As exports fell, the trade deficit sharply grew in June to its widest since October 2008, the Commerce Department said on August 11. The international trade gap was a seasonally adjusted $53.1 billion, after an upwardly revised $50.8 billion in May.
The June trade deficit was far wider than expected by most analysts, who penciled in an average estimate of $48 billion due to slowing demand as the economy staggers.
Imports fell 0.8% from May, to $223.9 billion. The decrease was mainly due to a decline in prices for oil and commodities used in manufacturing, a sector that slowed in June.
But in a more worrying development for economic growth, exports fell for the second consecutive month in June, by 2.3% from May to $170.9 billion.

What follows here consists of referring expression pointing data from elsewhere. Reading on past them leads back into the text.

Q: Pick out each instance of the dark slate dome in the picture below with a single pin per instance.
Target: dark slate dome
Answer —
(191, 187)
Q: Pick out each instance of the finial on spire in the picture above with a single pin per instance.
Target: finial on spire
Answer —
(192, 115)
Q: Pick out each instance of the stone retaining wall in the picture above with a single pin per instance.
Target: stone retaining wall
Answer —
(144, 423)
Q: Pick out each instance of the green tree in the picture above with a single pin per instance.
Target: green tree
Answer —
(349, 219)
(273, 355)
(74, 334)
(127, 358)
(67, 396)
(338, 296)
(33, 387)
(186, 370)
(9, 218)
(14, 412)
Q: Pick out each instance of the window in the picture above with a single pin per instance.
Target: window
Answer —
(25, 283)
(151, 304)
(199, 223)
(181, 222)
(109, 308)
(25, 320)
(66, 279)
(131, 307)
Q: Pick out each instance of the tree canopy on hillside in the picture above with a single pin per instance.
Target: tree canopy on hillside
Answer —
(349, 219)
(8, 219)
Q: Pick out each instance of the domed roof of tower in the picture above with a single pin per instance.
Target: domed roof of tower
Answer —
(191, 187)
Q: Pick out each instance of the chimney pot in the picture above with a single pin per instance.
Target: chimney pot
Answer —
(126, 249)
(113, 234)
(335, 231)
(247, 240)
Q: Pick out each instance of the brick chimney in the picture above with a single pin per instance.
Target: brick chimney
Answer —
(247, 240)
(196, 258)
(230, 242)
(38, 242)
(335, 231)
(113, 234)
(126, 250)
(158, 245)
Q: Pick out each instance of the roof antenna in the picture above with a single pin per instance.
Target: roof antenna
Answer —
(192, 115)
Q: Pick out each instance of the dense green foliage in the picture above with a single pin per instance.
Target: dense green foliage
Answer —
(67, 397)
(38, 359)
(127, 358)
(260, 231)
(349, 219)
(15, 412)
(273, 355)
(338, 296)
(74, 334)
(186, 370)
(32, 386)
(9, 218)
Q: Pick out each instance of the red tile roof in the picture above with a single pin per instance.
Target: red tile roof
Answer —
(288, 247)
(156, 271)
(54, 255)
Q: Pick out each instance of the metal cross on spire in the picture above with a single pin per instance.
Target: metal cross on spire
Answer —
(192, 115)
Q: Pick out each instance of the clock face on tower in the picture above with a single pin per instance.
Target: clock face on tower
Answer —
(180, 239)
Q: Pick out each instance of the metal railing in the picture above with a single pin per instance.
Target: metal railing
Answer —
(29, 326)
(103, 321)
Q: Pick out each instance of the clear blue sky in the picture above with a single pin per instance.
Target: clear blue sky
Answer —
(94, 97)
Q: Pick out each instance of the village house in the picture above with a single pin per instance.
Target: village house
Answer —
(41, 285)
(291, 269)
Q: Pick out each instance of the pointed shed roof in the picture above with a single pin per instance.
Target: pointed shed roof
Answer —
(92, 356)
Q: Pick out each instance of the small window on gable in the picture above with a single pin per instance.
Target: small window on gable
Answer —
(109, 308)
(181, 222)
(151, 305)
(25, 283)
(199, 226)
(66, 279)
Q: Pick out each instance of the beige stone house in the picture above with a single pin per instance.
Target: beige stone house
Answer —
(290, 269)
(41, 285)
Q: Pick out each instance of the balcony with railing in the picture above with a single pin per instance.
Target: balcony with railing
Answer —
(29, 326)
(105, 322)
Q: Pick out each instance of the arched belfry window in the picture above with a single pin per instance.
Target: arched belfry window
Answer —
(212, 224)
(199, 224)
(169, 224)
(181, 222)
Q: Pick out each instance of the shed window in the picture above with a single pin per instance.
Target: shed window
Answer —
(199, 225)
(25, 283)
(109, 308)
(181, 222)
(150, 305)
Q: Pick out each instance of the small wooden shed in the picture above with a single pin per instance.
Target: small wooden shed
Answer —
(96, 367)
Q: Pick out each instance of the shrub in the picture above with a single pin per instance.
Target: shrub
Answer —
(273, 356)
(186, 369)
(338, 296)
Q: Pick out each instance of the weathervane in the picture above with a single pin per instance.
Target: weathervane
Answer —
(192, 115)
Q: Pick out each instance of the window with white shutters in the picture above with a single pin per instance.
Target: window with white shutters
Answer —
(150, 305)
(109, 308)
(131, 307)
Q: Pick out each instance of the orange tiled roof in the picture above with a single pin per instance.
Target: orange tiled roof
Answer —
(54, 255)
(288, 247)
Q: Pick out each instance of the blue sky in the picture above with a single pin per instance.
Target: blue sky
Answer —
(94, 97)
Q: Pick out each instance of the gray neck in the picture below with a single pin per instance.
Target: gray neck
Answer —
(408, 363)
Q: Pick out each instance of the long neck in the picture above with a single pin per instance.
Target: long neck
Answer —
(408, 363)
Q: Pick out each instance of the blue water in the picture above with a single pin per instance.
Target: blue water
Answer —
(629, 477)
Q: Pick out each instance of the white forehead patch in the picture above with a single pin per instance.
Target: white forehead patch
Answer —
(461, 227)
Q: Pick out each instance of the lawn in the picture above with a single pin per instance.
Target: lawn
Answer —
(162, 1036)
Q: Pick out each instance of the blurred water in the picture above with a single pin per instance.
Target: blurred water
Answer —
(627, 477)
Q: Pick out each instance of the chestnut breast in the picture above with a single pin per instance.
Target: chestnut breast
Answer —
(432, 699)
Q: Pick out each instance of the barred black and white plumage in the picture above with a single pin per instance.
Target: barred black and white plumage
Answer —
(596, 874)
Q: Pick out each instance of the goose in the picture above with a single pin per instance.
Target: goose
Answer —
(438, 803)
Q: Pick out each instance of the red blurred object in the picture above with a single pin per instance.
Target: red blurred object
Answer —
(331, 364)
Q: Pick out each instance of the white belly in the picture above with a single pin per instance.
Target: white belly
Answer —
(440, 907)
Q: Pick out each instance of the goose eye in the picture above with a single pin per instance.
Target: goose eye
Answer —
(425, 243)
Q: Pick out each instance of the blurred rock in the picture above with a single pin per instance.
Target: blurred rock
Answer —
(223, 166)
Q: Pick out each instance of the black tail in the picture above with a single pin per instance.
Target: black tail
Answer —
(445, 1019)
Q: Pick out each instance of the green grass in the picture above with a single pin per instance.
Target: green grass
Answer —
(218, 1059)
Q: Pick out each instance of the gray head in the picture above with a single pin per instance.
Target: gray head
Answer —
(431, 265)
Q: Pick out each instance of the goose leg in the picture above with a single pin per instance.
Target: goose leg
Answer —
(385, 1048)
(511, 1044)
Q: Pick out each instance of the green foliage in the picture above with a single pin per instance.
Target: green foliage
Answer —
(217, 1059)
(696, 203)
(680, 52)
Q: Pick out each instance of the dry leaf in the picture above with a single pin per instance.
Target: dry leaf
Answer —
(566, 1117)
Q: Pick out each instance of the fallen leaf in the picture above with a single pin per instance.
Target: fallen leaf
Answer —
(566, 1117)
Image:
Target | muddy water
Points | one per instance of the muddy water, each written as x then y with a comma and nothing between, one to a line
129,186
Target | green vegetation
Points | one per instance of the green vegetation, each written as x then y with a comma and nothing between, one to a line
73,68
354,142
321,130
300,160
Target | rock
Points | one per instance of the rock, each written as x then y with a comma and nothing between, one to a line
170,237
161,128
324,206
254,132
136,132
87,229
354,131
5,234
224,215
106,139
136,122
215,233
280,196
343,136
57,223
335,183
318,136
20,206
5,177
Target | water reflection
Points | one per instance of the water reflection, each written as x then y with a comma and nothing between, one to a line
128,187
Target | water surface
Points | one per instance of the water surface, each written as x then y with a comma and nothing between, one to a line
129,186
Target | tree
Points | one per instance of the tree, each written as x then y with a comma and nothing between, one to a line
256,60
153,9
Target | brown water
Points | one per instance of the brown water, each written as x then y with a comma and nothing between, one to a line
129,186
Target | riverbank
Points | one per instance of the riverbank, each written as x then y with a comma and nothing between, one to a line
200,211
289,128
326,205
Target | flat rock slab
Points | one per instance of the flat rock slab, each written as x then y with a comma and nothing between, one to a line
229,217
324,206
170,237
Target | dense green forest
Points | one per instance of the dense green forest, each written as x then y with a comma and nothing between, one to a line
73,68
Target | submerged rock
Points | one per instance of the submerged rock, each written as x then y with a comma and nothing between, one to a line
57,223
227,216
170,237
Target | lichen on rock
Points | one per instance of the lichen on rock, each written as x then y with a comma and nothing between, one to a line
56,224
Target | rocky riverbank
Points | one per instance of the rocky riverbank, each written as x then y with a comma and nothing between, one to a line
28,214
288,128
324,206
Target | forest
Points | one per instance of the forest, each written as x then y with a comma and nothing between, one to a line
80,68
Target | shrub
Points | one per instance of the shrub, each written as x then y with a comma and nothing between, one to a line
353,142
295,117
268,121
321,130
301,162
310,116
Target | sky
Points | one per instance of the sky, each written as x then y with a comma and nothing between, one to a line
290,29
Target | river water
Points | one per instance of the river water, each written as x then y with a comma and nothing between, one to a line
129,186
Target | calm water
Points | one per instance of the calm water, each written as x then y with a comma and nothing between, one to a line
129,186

The sectors hardest hit by falling demand for U.S. goods were industrial supplies and materials; capital goods; and foods, feeds and beverages.
"A rising trade deficit is not the prescription for job creation in America," said Scott Paul, executive director of the Alliance for American Manufacturing. "The June trade deficit exceeded virtually every estimate and is further proof that our economy is falling behind."I'm particularly concerned by the rising trade deficit with China. Unless we achieve a major rebalancing with China, our manufacturing sector will continue to experience long-term challenges. China has taken sporadic baby steps to increase the value of the Yuan, when what we need is a revaluation of at least 30%. Unless the Obama Administration gets tougher with China, we'll continue to see high trade deficits and anemic job growth."
The unexpected drop in exports could lead to a lower estimate for second-quarter growth in gross domestic product, the broad measure of the nation's goods and services output. The first estimate of GDP growth in the April-June period was a weaker than expected 1.3% rise from the same period in 2010.